Here's a visual example of a Document in Content Intelligence representing a PDF file:



Notice that this Document has a number of metadata fields defined, such as Content_Type, and HCI_filename. Processing stages may add, remove, and change these metadata fields to build a self describing entity. Tagging additional fields to Documents can direct other processing stages in how they should process this Document to extract additional value. 


This Document also has a "streams" section, where it defines 2 named streams. First, there's the HCI_content stream, which contains the raw bytes of the PDF file. Second (having been stored on HCP), we see an additional custom metadata annotation stream named .metapairs,  containing additional XML formatted metadata associated with this Document.


At any time during processing, each individual data stream associated with this Document can be read by name from the original content source.

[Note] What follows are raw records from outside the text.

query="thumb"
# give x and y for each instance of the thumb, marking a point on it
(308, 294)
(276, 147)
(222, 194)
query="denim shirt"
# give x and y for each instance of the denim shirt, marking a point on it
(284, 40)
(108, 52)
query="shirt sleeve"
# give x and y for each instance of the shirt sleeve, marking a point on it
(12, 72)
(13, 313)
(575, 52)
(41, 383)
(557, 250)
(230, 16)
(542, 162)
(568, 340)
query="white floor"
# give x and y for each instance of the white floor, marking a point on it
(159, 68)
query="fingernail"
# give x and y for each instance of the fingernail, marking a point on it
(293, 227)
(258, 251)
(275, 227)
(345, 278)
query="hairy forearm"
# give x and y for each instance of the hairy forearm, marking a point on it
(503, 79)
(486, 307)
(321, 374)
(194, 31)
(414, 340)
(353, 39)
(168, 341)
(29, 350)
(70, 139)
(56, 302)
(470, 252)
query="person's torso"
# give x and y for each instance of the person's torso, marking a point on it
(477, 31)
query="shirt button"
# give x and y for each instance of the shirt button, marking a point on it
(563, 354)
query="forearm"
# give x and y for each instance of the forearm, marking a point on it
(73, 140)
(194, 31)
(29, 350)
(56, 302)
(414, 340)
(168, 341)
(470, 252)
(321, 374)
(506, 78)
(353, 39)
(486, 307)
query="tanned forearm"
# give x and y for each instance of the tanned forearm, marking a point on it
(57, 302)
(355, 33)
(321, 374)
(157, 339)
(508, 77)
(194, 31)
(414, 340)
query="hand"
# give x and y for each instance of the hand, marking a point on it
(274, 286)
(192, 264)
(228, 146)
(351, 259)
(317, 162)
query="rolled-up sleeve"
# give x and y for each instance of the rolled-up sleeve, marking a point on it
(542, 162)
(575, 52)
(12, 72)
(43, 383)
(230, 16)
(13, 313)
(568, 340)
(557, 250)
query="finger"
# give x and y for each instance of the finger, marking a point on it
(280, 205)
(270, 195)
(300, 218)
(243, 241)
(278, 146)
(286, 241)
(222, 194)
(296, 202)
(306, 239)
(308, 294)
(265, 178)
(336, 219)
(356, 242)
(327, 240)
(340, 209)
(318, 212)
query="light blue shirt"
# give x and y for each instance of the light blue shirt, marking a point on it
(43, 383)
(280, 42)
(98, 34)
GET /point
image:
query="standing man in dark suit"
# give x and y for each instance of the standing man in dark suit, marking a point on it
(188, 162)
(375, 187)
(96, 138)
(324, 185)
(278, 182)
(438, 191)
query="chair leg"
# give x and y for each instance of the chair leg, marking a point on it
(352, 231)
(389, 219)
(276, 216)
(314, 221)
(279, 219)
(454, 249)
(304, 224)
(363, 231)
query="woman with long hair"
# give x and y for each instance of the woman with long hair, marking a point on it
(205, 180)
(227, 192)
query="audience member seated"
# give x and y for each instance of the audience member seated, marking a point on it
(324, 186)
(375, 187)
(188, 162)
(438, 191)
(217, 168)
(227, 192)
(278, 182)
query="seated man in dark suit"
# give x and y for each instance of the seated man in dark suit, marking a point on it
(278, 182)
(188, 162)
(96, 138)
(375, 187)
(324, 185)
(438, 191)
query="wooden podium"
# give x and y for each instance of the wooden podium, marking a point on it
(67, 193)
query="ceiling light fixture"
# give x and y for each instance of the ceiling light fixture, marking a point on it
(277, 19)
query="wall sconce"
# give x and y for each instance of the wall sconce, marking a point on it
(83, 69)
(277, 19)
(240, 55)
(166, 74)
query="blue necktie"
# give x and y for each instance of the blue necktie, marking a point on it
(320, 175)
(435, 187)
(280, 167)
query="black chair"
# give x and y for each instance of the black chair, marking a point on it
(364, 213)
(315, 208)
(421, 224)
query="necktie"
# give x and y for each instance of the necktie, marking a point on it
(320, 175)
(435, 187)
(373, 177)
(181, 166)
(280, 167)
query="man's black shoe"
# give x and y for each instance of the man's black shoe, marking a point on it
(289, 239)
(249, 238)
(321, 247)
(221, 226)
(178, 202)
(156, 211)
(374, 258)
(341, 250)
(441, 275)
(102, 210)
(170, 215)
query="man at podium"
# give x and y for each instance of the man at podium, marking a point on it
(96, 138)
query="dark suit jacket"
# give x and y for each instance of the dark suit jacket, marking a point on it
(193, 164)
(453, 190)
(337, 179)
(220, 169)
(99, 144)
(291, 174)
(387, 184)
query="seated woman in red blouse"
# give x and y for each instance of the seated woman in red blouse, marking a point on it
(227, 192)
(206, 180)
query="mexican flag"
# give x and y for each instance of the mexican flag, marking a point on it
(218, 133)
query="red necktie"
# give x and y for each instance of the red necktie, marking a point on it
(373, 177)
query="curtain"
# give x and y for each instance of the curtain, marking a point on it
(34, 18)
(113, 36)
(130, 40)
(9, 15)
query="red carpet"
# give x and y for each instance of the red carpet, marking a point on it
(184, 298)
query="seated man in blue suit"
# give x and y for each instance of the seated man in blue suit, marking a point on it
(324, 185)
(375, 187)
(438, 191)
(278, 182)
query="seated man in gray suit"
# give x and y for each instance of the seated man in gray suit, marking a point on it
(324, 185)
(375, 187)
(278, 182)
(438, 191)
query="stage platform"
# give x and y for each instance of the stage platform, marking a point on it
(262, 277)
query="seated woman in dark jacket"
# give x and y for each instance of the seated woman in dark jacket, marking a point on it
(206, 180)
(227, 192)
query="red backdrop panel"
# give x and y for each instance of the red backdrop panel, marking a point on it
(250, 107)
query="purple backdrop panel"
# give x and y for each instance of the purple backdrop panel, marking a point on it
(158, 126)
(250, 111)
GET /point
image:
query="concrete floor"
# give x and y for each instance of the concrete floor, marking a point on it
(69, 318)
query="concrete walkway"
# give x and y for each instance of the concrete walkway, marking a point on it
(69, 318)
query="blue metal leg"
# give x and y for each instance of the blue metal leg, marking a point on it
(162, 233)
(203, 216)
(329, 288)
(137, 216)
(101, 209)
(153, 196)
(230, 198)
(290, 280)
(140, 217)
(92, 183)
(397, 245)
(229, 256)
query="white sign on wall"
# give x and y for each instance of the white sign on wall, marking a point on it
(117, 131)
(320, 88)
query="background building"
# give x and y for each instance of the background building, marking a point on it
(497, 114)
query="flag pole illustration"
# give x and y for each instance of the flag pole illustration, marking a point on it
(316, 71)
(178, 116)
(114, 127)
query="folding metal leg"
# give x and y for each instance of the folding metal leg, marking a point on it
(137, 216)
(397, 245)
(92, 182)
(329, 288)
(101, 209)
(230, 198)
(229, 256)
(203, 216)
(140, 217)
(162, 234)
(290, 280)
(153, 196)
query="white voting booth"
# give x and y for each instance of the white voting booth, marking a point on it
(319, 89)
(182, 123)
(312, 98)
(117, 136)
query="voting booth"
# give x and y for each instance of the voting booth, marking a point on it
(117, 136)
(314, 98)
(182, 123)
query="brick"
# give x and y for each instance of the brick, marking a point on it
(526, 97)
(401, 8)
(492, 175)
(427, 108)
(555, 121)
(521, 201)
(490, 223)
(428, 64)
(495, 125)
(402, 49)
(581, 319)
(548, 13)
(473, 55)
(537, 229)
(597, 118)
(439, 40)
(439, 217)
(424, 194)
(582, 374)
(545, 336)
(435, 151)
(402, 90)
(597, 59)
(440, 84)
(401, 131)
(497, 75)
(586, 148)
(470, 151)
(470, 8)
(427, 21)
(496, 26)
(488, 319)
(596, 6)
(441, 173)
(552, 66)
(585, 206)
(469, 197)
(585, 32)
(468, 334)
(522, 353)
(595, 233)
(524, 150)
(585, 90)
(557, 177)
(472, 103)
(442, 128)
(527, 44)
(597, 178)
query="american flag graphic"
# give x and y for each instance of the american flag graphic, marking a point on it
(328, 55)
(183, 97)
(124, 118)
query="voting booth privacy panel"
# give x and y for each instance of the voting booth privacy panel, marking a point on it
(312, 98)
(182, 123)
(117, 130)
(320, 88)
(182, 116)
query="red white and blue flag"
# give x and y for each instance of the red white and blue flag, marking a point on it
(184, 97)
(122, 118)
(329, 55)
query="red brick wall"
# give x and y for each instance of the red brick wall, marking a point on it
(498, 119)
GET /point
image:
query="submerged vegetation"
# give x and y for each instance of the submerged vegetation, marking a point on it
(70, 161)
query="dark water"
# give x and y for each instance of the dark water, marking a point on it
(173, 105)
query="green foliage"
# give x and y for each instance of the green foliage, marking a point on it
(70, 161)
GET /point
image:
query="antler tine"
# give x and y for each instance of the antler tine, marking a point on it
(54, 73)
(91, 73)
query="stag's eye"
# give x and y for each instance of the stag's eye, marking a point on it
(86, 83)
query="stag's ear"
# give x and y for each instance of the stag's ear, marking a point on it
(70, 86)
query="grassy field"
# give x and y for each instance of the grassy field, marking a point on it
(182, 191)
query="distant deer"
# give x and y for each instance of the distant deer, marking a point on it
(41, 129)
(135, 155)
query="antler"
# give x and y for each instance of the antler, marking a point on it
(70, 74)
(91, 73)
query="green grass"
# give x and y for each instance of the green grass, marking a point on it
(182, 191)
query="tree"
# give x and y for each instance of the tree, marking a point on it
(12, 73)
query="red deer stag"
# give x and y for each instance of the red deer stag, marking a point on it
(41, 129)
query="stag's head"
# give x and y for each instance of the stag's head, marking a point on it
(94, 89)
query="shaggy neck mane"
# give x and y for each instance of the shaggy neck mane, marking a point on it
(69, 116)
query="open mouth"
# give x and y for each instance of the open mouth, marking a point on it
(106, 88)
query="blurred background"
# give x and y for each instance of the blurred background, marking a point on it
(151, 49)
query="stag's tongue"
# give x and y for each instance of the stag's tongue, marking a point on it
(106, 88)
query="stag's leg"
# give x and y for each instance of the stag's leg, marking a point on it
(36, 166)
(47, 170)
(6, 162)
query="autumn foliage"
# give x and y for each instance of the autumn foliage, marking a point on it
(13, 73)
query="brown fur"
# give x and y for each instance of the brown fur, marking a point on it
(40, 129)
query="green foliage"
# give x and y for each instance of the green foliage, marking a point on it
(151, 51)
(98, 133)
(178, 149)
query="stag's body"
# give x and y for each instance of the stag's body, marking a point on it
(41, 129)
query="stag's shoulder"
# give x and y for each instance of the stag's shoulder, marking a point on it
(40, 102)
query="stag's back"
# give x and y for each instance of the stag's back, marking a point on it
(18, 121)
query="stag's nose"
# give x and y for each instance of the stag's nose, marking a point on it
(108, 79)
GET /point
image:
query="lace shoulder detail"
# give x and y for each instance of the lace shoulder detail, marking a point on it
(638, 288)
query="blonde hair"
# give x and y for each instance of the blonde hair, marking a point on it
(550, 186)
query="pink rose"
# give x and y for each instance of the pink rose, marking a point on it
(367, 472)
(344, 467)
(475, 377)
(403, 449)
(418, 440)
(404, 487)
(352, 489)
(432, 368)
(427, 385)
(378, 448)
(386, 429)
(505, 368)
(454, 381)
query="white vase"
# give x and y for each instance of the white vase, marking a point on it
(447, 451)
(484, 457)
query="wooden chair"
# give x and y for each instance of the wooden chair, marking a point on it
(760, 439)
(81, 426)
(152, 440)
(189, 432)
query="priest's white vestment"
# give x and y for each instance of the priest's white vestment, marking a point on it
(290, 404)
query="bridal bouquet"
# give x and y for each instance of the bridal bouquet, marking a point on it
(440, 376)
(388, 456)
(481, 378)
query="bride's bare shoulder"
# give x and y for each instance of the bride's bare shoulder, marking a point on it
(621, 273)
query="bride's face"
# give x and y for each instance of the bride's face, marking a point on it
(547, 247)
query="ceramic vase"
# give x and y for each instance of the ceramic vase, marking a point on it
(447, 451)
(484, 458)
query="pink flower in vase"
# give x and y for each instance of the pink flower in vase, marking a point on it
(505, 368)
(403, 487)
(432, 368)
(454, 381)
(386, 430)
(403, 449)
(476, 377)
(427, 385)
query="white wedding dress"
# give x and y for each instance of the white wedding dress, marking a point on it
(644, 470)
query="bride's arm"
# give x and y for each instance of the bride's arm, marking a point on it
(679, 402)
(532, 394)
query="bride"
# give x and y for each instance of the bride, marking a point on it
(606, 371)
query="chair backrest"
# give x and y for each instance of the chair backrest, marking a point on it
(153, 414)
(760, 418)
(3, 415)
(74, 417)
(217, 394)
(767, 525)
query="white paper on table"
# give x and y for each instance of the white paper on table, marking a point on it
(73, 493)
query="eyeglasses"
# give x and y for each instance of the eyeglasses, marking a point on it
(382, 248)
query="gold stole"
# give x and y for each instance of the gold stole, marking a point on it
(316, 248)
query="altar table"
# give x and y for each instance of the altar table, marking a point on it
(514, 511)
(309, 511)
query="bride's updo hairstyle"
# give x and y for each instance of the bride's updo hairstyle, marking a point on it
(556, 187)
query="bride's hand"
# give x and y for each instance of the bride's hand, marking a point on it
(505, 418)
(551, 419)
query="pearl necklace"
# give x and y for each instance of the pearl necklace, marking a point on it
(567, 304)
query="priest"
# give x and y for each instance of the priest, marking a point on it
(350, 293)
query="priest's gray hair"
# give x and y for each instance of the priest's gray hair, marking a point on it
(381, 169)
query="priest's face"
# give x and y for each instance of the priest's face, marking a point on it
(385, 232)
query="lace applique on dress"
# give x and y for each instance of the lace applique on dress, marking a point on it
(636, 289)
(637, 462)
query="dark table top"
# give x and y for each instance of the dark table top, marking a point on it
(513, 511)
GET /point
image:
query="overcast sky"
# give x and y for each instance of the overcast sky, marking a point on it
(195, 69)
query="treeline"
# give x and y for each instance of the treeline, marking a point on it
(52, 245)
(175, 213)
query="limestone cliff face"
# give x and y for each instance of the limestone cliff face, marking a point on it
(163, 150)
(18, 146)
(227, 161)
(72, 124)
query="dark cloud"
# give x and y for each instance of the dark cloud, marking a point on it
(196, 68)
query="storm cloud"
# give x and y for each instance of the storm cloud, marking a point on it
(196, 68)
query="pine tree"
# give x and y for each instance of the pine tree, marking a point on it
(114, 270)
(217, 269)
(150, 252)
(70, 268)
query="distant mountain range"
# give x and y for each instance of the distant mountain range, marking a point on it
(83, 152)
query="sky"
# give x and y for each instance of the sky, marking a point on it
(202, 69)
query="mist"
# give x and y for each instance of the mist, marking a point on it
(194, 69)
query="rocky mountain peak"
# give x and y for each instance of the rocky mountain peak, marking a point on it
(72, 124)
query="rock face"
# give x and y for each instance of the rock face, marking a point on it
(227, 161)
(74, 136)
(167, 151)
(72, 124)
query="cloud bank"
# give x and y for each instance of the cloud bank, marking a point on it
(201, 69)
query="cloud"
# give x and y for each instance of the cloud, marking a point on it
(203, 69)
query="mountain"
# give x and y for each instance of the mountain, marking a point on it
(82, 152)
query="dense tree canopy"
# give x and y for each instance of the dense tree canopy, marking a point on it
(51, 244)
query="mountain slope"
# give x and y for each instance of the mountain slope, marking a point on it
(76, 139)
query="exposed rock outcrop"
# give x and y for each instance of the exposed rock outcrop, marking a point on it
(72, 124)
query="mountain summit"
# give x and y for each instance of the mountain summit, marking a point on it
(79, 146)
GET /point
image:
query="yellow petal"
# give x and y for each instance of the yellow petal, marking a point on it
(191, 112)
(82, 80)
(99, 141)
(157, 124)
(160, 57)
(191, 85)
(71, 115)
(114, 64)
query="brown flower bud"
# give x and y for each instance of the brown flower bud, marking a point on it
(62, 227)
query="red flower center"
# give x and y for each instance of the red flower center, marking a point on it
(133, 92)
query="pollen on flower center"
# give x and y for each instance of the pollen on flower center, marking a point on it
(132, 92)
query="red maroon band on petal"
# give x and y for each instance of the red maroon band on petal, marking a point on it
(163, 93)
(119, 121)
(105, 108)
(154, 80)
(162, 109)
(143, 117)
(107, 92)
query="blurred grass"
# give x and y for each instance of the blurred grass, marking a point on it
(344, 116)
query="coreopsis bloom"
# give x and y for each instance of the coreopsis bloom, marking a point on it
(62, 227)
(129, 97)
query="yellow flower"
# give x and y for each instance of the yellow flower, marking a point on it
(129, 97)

When directed, the system streams the data from the original data connection back to the processing stage that requested it. This allows for tasks such as reading that XML annotation, parsing the information contained, and adding that information to the Document as additional fields for further processing. Like fields, streams can also be added/removed from the Document on demand, so that other processing stages can easily consume it.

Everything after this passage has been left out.